It almost didn’t happen.

Melton revealed this week that the Indiana Sugars have almost moved on from Gary after the announcement was made on Monday. Through a business channel, he learned that the company, headquartered in Gary since 1923, was considering moving out of town.

Gary Mayor Eddie Melton speaks at a meeting to celebrate the Aetna project to raze abandoned homes in the neighborhood on Feb. 26, 2024. (Kyle Telechan/Post-Tribune)

“We were hearing talk that they were looking at other locations,” said Melton, who was concerned about losing a business that has been a Gary home for 101 years and has a significant number of employees.

Soon after, Melton and redevelopment manager Christopher Harris began negotiations to reach a deal with company officials and landowner Transport Properties. They sold Indiana Sugars because of the benefits provided by the Port of Buffington, its deep-water port and proximity to intermodal transportation.

“They are impressed by the opportunity and see the potential and how it benefits their industry,” Melton said.

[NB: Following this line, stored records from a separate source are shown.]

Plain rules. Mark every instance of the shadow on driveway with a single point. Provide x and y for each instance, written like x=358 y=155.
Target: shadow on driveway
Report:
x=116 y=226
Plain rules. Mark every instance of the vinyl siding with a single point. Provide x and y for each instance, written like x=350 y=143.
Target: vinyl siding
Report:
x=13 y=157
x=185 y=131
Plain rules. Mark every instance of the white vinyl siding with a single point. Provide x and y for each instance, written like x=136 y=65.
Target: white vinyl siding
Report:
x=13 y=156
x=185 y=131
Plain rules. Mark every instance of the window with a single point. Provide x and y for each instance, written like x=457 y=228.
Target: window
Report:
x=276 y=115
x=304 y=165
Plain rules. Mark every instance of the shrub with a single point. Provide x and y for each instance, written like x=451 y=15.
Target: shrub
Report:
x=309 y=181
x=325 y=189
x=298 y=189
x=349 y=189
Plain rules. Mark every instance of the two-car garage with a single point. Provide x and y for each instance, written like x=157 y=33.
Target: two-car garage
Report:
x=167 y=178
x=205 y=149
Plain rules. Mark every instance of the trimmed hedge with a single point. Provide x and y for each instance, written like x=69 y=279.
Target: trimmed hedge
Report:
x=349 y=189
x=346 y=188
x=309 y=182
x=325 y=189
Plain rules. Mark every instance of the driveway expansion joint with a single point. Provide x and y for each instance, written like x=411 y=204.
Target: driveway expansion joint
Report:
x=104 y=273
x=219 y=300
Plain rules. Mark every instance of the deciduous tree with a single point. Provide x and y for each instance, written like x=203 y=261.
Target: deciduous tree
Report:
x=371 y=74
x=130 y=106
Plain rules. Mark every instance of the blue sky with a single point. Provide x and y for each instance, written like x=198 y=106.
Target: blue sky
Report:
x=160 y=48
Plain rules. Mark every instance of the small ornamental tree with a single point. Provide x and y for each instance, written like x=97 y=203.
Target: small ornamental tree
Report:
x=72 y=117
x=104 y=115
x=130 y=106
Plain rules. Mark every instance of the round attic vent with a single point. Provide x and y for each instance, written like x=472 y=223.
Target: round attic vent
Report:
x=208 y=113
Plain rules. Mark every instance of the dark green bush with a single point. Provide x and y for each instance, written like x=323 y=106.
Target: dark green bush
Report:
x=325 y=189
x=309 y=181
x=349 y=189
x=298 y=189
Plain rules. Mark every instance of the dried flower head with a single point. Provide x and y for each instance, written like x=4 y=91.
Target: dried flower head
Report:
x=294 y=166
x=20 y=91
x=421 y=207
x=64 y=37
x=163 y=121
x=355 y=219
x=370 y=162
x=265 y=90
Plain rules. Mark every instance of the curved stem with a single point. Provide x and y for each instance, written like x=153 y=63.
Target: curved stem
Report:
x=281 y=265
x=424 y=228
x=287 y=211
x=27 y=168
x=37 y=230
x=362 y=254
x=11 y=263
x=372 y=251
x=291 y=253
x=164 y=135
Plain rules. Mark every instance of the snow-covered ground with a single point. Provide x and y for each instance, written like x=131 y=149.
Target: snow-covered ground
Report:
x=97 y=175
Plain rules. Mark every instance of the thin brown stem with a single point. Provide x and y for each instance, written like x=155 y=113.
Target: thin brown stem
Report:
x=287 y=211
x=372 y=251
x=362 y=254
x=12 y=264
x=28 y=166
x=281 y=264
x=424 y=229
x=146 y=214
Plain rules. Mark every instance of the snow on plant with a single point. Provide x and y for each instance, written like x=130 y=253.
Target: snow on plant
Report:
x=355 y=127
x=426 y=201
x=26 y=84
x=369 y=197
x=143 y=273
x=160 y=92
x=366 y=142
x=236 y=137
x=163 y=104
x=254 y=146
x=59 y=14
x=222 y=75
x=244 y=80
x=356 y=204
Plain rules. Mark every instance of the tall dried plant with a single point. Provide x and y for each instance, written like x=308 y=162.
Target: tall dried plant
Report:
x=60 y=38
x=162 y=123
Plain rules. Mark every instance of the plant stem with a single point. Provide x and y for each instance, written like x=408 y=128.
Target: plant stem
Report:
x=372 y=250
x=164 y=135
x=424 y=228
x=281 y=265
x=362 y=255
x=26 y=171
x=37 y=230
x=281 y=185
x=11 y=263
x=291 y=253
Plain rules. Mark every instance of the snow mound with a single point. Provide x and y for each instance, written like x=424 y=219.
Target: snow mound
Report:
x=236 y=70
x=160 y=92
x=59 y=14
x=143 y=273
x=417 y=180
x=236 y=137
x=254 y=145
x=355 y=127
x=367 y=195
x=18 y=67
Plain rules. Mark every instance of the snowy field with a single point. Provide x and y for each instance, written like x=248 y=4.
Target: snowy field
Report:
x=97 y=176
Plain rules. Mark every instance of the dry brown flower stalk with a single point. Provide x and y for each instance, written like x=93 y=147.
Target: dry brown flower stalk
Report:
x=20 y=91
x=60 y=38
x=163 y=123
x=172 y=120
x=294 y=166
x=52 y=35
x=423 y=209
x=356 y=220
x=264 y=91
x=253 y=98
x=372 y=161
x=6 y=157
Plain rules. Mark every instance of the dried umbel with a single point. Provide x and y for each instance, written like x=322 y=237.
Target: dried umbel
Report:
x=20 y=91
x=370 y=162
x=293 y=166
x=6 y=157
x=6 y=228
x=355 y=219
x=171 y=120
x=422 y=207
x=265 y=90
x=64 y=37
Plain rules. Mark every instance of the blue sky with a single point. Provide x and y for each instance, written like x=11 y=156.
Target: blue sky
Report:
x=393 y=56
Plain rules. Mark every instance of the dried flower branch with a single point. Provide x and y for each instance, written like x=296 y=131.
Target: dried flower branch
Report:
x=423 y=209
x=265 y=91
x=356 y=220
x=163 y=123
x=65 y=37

In this June 3, 1996 file photo, Trump Casino sits on the dock at Buffington Harbor in Gary, Ind.  In 1993, Trump hopped on Gary in his private jet and promised to make the ill-fated city a great place.  There's a riverboat casino on the Lake Michigan shoreline, which is also dotted with shuttered factories.

Michael Conroy/AP

In this June 3, 1996 file photo, Trump Casino sits on the dock at Buffington Harbor in Gary, Ind. In 1993, Trump hopped on Gary in his private jet and promised to make the ill-fated city a great place. There’s a riverboat casino on the Lake Michigan shoreline, which is also dotted with shuttered factories. (

Indiana Sugars’ move reinforces Melton’s belief that Buffington Harbor is best suited for industry, not tourism.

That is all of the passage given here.